Saya tinggal di North Caicos. Pulau terbesar kedua di Turks and Caicos Islands setelah Middle Caicos.

 **cerita lama ketika bekerja dan tinggal di Turks and Caicos Islands.**

Terdiri dari empat daerah pemukiman yaitu Bottle Creck, Whitby, Kew dan Sandy Point. Saya tinggal di Sandy Point, beberapa menit perjalanan mobil ke Sandy Point Dock. Meski tinggal di bagian terdekat, saya harus bersiap-siap kerja 2 jam sebelumnya. Seandainya saya kerja shift pagi jam 7, saya harus berjalan kaki dari apartemen selambat-lambatnya 5:15 pagi.

Jalan kaki dari apartemen di Sandy Point ke dermaga sekitar 30 menit melalui jalan beraspal. Sebenarnya lebih dekat melalui jalan depan tapi lebih lengang dan jalan rusak sehingga menimbulkan banyak genangan air pada waktu hujan.

Hotel dimana saya bekerja menyediakan layanan jemputan. Tapi lebih cepat jalan kaki daripada menunggu jemputan. Bila bis terlambat datang, staff harus berebut naik ke perahu dan terlambat bekerja.

Sering kali saya bertemu dengan staff lain di tengah jalan. Kami berjalan bersama menuju dermaga. Sekitar jam 6 pagi saya sampai di dermaga. Dermaga sudah penuh dengan staf yang berdiri antri menunggu perahu.

Dulu saat pertama kali saya bekerja, perahu untuk staff  sangat kecil, hanya cukup untuk 10 orang. Kursi super rendah nyaris bersentuhan dengan tinggi air laut. Perahu goyang apabila ada ombak atau salah satu orang bergerak. Setiap orang harus duduk tenang.

 

tiarapermata@turksandcaicos

 

tiarapermata@turksandcaicos

 

Kapten memberlakukan peraturan ketat karena semua orang ingin melompat ke kapal pada saat bersamaan. Hanya sepuluh staf yang diijinkan naik ke perahu. Tentunya banyak yang mengerutu, tidak ada yang mau bekerja terlambat. Untung, kapten kapal selalu memprioritaskan staf yang bekerja untuk front desk.

Setiap kali berangkat bekerja, shift pagi atau siang, saya harus memakai jaket dan celana tebal ditambah dengan topi.
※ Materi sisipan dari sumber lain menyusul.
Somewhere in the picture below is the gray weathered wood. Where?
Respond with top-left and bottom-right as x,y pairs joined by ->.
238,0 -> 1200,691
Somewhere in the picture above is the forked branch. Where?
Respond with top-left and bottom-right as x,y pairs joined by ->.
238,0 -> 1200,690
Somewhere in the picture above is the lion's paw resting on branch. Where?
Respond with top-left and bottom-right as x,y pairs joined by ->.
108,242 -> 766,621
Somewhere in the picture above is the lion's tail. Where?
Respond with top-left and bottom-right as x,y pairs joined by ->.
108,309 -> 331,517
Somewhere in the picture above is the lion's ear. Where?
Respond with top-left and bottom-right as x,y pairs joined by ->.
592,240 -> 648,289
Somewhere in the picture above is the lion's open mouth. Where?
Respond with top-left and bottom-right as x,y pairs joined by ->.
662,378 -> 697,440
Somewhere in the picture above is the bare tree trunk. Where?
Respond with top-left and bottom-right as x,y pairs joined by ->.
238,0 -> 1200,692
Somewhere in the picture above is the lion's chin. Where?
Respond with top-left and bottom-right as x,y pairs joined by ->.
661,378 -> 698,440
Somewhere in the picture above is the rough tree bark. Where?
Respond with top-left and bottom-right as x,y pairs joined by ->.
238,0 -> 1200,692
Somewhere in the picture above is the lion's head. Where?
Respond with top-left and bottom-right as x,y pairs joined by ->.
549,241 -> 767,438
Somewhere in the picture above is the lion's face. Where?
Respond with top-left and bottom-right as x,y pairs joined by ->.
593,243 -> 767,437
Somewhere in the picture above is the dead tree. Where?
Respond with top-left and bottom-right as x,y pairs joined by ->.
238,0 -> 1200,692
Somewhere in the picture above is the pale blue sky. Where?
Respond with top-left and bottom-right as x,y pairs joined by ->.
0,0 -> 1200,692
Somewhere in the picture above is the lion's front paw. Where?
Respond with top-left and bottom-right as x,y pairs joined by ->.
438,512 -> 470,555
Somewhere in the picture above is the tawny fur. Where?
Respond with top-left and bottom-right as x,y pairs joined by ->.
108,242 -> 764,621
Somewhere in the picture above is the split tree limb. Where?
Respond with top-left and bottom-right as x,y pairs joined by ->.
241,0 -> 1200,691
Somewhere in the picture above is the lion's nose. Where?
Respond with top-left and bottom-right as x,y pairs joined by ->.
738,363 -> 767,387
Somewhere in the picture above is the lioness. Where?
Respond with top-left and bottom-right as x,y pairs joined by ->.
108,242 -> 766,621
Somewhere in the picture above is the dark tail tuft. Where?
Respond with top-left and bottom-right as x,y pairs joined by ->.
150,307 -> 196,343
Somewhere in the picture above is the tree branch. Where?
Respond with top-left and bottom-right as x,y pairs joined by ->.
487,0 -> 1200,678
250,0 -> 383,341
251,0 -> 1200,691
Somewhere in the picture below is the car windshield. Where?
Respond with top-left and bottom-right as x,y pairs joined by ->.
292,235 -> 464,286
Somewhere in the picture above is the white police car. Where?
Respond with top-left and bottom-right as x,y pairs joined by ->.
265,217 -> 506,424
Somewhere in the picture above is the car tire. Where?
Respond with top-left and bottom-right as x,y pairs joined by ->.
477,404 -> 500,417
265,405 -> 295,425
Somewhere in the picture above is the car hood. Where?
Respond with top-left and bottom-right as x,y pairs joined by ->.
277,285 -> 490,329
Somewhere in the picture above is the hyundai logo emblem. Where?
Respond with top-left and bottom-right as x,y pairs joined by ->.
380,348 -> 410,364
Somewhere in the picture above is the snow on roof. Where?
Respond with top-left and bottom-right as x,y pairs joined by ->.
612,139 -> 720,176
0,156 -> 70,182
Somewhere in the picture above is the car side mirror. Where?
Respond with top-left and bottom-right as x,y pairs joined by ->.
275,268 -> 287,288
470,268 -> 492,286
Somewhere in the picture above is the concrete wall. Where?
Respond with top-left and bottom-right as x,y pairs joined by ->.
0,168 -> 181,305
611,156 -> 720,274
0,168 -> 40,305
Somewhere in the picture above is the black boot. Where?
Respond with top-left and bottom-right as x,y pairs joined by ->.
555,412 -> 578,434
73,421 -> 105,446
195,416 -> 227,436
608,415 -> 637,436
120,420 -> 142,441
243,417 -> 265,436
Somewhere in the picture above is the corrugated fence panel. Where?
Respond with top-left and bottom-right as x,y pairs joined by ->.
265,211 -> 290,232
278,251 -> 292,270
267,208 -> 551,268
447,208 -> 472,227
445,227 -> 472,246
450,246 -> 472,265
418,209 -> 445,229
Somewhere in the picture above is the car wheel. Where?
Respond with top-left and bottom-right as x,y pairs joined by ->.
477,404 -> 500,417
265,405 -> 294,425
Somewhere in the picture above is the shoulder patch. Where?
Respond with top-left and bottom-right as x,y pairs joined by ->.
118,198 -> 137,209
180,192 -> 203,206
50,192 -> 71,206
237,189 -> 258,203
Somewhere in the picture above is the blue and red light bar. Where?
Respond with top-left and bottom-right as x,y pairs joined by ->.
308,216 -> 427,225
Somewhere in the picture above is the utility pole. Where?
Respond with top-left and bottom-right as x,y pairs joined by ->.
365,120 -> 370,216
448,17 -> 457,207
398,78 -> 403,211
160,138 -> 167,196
Nyamuk dan sandflies akan muncul seputar masa hurricane dari bulan Juni sampai November.

Selama musim badai tidak hanya dingin atau hujan menjadi masalah keseharian saya. Sambil menunggu kapal di dermaga, saya menjadi santapan nyamuk dan teman mereka. Suara dengung di sekitar telinga membuat saya mengibaskan tangan tanpa henti.

Badai, hujan, nyamuk dan sandflies adalah kombinasi yang mengerikan. Mereka bekerjasama untuk melengkapi penderitaan saya.

 

tiarapermata@turksandcaicos

 

tiarapermata@turksandcaicos

 

Sesekali saya menemukan nyamuk mati dalam topi atau kaus t-shirt. Bahkan sampai masuk ke dalam kaus kaki. Bagaimana bisa menyusup?. Untungnya saya hanya mengalami bentol-bentol. Dengan sedikit krim dari klinik, tuntas rasa gatal dan bekas bentol. Beberapa teman setiap kali digigit nyamuk mendapat luka serius dan bekas luka di kulit.

Turks dan Caicos berisiko terkena badai atau badai tropis, umumnya dikenal sebagai musim badai. Akibatnya populasi nyamuk berkembang bersamaan dengan curah hujan saat musim badai. Semakin banyak hujan semakin banyak nyamuk yang datang. Mereka muncul setelah hujan lebat yang biasanya menyertai badai tropis.

Nyamuk tidak begitu banyak sesampai saya di hotel. Setelah melewati pemeriksaan di security booth, saya buru-buru menuju ke arah salah satu kamar seorang teman. Ganti baju dan kemudian berangkat bekerja.